You've told us you want to end this marriage - now tell him.

KondosSecretJunkRoom · 19/10/2015 13:29

OP, I think you are getting a hard time because most posters see this as an easy decision, the short term pain to difficult conversations with your husband and parents pails into insignificance against a life lived in a so-so marriage.

This won't always be the case. If you have children with him the balance swings and that decision becomes harder.

You may come to be financially dependant on him, or him on you and then feelings of helplessness or guilt swing the balance further.

Either you or your dh may become ill and then again the choices get harder.

In short, if you continue down this apathetic path you will never have as easier a decision as the one you have right now.

trackrBird · 19/10/2015 20:21

You are in a grim situation OP. Your husband isn't supportive or loving.

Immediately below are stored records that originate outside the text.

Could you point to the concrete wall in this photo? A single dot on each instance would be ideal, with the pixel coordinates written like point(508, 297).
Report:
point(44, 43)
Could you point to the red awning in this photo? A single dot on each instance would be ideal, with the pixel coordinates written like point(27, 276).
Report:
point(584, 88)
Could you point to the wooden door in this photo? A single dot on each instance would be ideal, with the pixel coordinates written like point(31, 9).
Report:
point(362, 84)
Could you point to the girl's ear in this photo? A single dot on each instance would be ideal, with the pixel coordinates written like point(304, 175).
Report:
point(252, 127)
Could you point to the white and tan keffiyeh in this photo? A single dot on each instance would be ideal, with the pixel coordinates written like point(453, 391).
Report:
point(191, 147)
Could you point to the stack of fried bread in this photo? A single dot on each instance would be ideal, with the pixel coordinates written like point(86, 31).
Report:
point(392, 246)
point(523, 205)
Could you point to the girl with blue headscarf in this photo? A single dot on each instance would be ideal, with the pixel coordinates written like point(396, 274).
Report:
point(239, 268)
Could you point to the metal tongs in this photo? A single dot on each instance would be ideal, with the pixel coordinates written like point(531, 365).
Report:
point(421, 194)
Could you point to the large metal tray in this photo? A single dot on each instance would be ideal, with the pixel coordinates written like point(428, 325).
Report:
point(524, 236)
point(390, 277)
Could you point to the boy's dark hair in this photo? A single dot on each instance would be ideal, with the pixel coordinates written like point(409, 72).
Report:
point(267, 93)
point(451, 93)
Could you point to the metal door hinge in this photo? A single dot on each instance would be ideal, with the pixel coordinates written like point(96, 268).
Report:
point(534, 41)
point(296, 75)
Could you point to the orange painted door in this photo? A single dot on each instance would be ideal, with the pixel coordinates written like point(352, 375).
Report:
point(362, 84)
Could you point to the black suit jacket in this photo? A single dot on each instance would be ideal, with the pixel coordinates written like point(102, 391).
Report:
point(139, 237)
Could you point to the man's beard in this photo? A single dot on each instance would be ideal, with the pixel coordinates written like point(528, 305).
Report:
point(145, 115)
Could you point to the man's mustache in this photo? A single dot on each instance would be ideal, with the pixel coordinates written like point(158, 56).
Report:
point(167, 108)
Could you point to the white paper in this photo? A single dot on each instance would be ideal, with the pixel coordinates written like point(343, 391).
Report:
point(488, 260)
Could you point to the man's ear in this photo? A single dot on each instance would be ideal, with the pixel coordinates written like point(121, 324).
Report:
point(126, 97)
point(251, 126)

You do everything, and can't rely on him. The sex is ropey. You feel 'settled for'.

It's not difficult to guess where this will end up. At best, it's not likely to improve from here.

You can't afford to wait for children, or some other defining factor to show up, which has the potential to trap you in an untenable situation.

If you've really talked, and tried your best - I'm assuming you have, for otherwise you wouldn't be here - it's time to consider cutting your losses. Just think about it at least. Suppose someone waved a magic wand and you could get out tomorrow. Would you go?

ShatterResistant · 20/10/2015 17:59

kondos' advice is spot on - with no children, or other life issues, this decision will never be as easy as it is right now. I too stayed too long in a so-so relationship, too proud to admit I was wrong. The relief I felt when i finished it was overwhelming. May you have that same feeling, and soon.